Both clients support streaming for real-time output:

from compresr import CompressionClient, FilterClient

# CompressionClient streaming
client = CompressionClient(api_key="cmp_your_api_key")
for chunk in client.compress_stream(
    context="Your long context...",
    compression_model_name="espresso_v1",
    target_compression_ratio=0.5  # optional, default: 0.5
):
    print(chunk.content, end="", flush=True)

# Query-specific streaming
for chunk in client.compress_stream(
    context="Your context...",
    query="What is important?",
    compression_model_name="latte_v1",
    target_compression_ratio=0.5  # optional, default: 0.5
):
    print(chunk.content, end="", flush=True)

# FilterClient does not support streaming (use filter() instead)

Async / Await

Both clients support async usage for non-blocking operations:

import asyncio
from compresr import CompressionClient, FilterClient

async def main():
    # Async compression
    client = CompressionClient(api_key="cmp_your_api_key")
    result = await client.compress_async(
        context="Your long context...",
        compression_model_name="espresso_v1",
        target_compression_ratio=0.5  # optional, default: 0.5
    )
    print(f"Compressed: {result.data.compressed_tokens} tokens")

    # Async filtering
    filter_client = FilterClient(api_key="cmp_your_api_key")
    result = await filter_client.filter_async(
        chunks=["Chunk 1...", "Chunk 2..."],
        query="What is relevant?"
    )
    print(f"Kept: {len(result.data.compressed_context)} chunks")

asyncio.run(main())

Workflow Integration

Integrate Compresr into your existing LLM workflows. Works with any LLM provider.

Agnostic (System Prompts)

from compresr import CompressionClient

compresr = CompressionClient(api_key="cmp_xxx")

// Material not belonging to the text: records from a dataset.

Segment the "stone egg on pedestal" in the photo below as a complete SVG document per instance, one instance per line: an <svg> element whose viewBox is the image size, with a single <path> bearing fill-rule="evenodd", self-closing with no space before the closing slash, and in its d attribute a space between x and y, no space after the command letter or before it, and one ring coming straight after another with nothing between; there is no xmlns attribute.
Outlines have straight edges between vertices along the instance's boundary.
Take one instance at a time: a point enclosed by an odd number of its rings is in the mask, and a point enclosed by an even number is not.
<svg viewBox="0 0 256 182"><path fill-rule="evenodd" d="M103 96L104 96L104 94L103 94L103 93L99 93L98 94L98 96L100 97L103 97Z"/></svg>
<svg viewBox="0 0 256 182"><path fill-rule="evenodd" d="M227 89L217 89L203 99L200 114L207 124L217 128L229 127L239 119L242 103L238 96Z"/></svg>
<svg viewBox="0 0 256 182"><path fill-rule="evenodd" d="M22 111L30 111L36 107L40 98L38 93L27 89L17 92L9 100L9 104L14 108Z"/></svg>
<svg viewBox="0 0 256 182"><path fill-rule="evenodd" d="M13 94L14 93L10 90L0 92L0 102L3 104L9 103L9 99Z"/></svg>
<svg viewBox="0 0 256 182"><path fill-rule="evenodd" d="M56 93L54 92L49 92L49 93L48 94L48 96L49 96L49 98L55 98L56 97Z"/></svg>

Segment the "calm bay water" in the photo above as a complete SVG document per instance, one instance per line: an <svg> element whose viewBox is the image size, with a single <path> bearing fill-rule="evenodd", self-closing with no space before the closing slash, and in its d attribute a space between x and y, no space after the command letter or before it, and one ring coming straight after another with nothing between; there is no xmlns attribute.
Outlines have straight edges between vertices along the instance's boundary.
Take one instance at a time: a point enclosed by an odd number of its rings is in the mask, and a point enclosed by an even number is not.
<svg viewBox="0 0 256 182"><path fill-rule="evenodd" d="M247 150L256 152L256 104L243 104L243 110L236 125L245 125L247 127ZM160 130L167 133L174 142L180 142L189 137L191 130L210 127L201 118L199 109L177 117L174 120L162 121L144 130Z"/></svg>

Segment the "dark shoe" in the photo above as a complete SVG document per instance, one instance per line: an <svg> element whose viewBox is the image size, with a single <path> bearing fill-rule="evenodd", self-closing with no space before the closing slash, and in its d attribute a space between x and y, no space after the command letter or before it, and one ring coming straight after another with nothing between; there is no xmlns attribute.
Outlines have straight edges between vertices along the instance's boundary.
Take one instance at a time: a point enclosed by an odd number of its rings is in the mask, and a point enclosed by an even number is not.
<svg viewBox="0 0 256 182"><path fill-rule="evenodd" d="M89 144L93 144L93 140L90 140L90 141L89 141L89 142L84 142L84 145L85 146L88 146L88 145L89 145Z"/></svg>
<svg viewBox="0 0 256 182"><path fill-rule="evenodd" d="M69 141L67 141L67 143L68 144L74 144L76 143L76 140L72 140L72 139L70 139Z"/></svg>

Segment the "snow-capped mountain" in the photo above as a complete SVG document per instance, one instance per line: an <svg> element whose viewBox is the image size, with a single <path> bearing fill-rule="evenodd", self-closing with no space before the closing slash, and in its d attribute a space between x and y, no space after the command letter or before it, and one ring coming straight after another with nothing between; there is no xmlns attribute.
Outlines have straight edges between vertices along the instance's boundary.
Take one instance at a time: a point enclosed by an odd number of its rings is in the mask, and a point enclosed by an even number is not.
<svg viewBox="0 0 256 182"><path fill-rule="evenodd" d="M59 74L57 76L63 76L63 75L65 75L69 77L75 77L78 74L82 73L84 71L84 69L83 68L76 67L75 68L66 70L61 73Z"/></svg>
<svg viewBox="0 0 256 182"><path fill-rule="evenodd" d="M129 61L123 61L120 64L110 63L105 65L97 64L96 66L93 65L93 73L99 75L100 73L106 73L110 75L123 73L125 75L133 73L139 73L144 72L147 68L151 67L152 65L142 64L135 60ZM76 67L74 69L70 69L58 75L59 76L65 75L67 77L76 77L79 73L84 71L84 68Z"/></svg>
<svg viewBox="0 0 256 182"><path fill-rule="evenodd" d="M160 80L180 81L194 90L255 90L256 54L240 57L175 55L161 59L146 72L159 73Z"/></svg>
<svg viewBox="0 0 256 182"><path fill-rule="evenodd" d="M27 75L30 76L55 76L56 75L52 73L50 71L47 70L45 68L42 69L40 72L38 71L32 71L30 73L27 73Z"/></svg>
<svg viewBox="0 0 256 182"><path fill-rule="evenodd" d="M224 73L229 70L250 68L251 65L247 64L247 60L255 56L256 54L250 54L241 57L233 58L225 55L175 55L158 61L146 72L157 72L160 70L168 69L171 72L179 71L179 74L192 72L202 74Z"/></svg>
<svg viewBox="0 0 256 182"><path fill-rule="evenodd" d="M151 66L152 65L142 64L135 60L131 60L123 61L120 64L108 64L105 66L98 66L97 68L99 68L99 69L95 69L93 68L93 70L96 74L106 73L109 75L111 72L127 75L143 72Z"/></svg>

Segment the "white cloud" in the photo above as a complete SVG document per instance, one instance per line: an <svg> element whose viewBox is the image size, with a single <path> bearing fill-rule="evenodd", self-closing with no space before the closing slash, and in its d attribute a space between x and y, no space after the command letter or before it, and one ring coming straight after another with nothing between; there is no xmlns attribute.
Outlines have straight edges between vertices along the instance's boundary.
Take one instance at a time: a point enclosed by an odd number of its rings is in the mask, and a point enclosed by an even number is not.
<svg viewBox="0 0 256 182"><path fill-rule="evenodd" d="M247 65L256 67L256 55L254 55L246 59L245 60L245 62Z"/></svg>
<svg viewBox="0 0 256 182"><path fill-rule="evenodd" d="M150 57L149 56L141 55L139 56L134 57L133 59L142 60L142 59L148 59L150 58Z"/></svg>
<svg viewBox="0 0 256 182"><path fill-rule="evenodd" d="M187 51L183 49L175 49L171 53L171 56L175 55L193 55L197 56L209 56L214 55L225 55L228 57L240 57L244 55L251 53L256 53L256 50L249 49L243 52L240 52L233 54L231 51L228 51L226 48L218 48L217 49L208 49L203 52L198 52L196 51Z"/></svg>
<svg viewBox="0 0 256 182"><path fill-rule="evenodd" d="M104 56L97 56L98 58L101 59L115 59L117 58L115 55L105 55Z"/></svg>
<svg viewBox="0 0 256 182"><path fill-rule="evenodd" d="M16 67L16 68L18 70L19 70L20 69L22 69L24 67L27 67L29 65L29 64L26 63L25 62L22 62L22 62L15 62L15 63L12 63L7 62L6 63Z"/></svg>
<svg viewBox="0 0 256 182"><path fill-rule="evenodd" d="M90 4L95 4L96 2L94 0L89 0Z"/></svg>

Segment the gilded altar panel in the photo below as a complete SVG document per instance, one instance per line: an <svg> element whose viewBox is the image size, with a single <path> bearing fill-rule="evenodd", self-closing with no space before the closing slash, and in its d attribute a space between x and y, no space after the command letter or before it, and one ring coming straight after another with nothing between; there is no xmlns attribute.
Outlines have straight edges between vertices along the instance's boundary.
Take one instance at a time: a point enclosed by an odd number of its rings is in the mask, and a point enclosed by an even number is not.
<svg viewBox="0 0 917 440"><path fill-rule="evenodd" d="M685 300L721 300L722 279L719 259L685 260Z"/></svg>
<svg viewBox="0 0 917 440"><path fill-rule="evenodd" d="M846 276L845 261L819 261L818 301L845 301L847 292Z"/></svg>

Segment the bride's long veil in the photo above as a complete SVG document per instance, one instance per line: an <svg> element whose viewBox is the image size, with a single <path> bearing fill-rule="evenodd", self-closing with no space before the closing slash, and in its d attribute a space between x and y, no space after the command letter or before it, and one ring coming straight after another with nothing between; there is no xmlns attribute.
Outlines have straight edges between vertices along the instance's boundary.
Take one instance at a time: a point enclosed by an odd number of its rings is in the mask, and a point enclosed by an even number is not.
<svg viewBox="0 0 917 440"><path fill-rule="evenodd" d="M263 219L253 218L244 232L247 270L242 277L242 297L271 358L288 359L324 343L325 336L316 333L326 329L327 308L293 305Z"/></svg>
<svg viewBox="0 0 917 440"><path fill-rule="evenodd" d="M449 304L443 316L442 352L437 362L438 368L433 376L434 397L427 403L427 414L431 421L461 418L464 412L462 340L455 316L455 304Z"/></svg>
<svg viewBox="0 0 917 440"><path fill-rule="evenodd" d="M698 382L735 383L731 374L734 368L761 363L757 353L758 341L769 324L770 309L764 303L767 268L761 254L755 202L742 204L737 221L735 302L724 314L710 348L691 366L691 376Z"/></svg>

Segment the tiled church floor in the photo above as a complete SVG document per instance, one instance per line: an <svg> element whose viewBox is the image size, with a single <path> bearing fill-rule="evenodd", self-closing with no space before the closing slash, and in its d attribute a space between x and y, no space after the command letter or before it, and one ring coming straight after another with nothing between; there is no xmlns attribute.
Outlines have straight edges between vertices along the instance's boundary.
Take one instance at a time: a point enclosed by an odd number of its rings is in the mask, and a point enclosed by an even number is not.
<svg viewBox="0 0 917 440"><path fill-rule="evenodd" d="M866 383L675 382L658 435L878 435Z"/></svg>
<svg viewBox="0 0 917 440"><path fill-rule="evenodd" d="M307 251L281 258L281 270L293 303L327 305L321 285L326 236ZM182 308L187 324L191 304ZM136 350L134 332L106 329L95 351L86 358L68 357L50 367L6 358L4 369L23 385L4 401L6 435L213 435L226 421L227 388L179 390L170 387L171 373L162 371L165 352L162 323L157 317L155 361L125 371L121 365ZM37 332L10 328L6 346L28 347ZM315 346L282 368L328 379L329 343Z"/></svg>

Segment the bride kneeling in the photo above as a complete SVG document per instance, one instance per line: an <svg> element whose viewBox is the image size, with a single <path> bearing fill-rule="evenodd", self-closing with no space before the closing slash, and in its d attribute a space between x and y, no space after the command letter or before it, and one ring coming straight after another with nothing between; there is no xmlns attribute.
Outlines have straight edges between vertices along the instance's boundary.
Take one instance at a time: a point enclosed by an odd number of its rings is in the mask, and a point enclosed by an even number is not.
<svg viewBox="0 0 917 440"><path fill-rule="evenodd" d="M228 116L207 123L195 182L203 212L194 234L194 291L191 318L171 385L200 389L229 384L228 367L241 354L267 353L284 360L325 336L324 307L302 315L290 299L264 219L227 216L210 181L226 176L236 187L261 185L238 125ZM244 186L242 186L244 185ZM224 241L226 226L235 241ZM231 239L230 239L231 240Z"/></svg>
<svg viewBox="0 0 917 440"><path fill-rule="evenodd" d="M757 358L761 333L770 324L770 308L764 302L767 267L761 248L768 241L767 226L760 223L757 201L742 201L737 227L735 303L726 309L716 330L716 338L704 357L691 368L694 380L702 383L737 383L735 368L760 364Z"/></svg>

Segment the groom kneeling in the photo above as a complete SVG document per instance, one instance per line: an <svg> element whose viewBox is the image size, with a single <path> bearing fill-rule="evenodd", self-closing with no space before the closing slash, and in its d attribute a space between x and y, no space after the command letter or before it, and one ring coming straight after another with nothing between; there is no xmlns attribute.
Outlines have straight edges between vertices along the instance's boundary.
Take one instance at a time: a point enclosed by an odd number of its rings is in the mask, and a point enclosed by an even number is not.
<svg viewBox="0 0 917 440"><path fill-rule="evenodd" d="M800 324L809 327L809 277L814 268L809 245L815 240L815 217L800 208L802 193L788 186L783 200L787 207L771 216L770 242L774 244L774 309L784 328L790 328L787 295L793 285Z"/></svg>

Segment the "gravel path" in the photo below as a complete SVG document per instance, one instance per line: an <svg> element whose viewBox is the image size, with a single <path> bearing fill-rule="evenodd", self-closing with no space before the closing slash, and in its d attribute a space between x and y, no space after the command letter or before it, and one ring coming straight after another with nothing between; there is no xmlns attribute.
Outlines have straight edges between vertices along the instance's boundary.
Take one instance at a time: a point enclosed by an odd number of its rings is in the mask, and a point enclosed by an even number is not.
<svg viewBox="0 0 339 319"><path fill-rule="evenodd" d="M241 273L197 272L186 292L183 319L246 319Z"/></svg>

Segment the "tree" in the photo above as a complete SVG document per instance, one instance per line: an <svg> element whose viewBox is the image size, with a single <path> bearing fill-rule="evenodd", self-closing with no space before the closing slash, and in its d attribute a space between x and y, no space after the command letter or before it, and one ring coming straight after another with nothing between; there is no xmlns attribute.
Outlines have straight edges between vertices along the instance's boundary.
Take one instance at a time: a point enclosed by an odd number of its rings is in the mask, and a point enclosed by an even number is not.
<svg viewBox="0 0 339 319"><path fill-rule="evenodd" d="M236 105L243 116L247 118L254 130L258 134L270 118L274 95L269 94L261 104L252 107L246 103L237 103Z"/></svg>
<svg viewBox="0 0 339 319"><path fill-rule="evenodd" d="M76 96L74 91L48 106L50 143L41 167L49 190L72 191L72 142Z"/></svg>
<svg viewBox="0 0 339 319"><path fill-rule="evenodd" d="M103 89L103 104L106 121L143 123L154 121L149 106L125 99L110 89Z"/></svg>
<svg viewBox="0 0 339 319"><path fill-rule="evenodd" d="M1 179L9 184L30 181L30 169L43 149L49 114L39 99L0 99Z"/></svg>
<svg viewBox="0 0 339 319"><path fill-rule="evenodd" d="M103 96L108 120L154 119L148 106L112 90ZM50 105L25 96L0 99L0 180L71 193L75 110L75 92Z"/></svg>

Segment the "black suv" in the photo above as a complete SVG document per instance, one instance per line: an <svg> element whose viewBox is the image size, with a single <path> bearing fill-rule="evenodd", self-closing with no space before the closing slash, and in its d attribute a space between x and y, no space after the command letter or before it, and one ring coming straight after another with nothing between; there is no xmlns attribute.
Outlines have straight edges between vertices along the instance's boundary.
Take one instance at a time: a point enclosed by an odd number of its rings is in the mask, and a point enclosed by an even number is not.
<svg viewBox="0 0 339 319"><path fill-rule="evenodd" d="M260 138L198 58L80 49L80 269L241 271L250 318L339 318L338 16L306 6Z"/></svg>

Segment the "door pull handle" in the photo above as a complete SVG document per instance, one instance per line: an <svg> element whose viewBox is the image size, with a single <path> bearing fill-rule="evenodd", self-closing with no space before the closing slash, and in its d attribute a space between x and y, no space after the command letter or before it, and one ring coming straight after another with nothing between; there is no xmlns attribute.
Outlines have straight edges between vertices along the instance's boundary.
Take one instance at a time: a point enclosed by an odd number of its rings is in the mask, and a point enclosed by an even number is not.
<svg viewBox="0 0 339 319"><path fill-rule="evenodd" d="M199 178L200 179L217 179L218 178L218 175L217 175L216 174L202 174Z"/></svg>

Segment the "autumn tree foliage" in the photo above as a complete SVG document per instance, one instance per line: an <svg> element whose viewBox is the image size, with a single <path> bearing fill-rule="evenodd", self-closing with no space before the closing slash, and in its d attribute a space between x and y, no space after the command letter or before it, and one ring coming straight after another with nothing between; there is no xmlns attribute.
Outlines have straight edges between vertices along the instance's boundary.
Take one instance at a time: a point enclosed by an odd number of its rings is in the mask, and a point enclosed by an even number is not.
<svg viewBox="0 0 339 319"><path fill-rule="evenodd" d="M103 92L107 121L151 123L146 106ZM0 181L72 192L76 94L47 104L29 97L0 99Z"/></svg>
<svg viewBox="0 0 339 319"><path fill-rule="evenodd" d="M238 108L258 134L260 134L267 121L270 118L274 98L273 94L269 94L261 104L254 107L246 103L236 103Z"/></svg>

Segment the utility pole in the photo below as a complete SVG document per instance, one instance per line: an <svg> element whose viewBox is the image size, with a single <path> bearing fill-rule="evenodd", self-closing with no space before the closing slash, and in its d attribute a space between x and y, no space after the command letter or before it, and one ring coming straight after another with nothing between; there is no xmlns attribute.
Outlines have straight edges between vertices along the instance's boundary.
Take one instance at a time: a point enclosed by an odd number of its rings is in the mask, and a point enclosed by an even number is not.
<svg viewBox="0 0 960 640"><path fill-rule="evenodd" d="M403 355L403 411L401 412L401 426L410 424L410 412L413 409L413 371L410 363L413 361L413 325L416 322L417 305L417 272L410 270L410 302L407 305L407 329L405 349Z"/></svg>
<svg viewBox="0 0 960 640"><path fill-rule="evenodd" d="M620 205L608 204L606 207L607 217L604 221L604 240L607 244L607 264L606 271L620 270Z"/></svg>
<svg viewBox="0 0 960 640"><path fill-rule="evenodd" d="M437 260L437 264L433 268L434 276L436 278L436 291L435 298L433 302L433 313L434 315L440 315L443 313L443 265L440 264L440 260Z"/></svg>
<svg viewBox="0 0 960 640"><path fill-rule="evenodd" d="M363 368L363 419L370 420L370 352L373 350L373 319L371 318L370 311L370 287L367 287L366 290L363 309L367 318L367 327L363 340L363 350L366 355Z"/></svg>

# Compress your system prompt or context
compressed = compresr.compress(
    context="Your long system prompt...",
    compression_model_name="espresso_v1",
    target_compression_ratio=0.5  # optional, default: 0.5
)

# Use with any LLM provider
messages = [
    {"role": "system", "content": compressed.data.compressed_context},
    {"role": "user", "content": "Your question..."}
]

# Pass to OpenAI, Anthropic, or any other LLM

Question-Specific (RAG/QA)

from compresr import CompressionClient

compresr = CompressionClient(api_key="cmp_xxx")

user_question = "What is machine learning?"

# Compress retrieved documents based on the query
compressed = compresr.compress(
    context="Retrieved documents from your vector DB...",
    query=user_question,
    compression_model_name="latte_v1",
    target_compression_ratio=0.5  # optional, default: 0.5
)

# Use with any LLM provider
messages = [
    {"role": "system", "content": compressed.data.compressed_context},
    {"role": "user", "content": user_question}
]

Chunk Filtering (RAG Pre-filter)

from compresr import FilterClient

filter_client = FilterClient(api_key="cmp_xxx")

user_question = "What is machine learning?"

# Filter retrieved chunks — keep only relevant ones
filtered = filter_client.filter(
    chunks=["Chunk about ML...", "Chunk about cooking...", "Chunk about AI..."],
    query=user_question
)

# filtered.data.compressed_context is List[str] of kept chunks
context = "\n".join(filtered.data.compressed_context)
messages = [
    {"role": "system", "content": context},
    {"role": "user", "content": user_question}
]

License

Proprietary License - see LICENSE for details.